- Stylistic origins: Afrobeats; dancehall; reggae; alternative R&B; hip hop;
- Cultural origins: 2010s, Nigeria
- Typical instruments: Bass guitar; Synthesizer; keyboard; Drum machine; vocals; Acoustic guitar;

Regional scenes
- Nigeria

= Alté =

Music genre

Alté (locally pronounced as "ahl-teh") is a fusion genre of music that combines elements of afrobeats, dancehall, reggae, hip hop, and alternative R&B. The term was coined in the 2010s by Nigerian music group DRB LasGidi, meaning alternative and "individualistic and non-traditional modes of self-expression" through music and fashion.

==Characteristics==
Alté fuses a wide array of musical influences from afrobeats, rap, R&B, soul, dancehall, and others. The term was coined by DRB LasGidi members and was first heard on Boj's 2014 song "Paper"; it was later used to describe left-field styles of music. TeeZee explained about the term saying "Alté is Nigerian lingo for 'alternative' which means freedom of expression essentially through any medium. It has been going on since the 1960s as Nigerians always experimented with music. It became recognized as a style or genre from about 2012 upwards and it broke into the mainstream in 2016 with the rise of its new stars." Its fashion culture has been inspired by the early 2000s, and its music videos have been inspired by 1990s Nollywood horror drama.

==History==
The alté movement started around 2007 as exposure to the internet became prevalent among young Nigerians.
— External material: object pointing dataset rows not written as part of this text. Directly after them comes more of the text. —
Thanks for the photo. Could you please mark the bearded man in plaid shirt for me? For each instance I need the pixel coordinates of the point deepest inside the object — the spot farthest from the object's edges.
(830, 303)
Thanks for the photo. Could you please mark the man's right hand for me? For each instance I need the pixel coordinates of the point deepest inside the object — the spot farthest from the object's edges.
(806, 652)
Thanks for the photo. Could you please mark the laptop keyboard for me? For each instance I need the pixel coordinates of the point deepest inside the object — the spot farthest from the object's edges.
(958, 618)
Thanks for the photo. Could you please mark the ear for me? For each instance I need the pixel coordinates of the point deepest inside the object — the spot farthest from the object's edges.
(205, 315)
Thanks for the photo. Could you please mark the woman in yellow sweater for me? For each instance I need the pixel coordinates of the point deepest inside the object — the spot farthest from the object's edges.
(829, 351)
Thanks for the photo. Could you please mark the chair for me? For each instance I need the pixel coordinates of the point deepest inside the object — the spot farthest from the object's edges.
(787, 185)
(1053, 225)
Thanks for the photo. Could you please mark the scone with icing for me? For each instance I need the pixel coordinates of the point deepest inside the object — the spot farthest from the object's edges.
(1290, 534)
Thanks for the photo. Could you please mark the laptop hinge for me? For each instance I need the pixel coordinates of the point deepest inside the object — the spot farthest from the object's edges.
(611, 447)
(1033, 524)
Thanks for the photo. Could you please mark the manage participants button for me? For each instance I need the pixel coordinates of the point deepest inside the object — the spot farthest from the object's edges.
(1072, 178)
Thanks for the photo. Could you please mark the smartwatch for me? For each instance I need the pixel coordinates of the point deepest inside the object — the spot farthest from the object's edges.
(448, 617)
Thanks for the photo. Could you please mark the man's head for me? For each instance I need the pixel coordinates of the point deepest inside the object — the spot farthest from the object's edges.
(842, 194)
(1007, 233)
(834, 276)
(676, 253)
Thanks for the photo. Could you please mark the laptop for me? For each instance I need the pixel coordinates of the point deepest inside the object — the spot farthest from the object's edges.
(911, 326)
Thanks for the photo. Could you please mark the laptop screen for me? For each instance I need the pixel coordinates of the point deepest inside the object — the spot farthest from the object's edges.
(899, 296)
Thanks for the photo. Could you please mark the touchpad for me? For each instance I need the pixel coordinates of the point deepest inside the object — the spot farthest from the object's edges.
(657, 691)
The mid-2010s saw the emergence of the musical genre from DRB LasGidi members TeeZee, BOJ, and Fresh L. The style gained commercial success in the late 2010s with other alté artists and pioneers including: Cruel Santino, Odunsi (The Engine), Zamir, Tems, Lady Donli, Bloxxom, Nonso Amadi, Ibejii, Tay Iwar, Amaarae, WANI, Wavy the Creator, Blue Ivan and Tomi Agape. In 2017, Show Dem Camp released the song "Popping Again" featuring Boj and Odunsi (The Engine), with the music video showcasing the alté generation's stylistic culture.

== Success ==
Commercially, the genre has gained success, with a few of its artists making it into the American and British charts. On 13 June 2023, the Recording Academy added a new category titled Best African Music Performance, in which it stated genres eligible for the category to include Alté. These nominees will no longer be limited to other genres such as Afrobeats.

===Impact===
On 24 June 2022, the initial release of the Nigerian film Glamour Girls, a sequel to 1994's Glamour Girls, features (97%) alté songs on its soundtrack.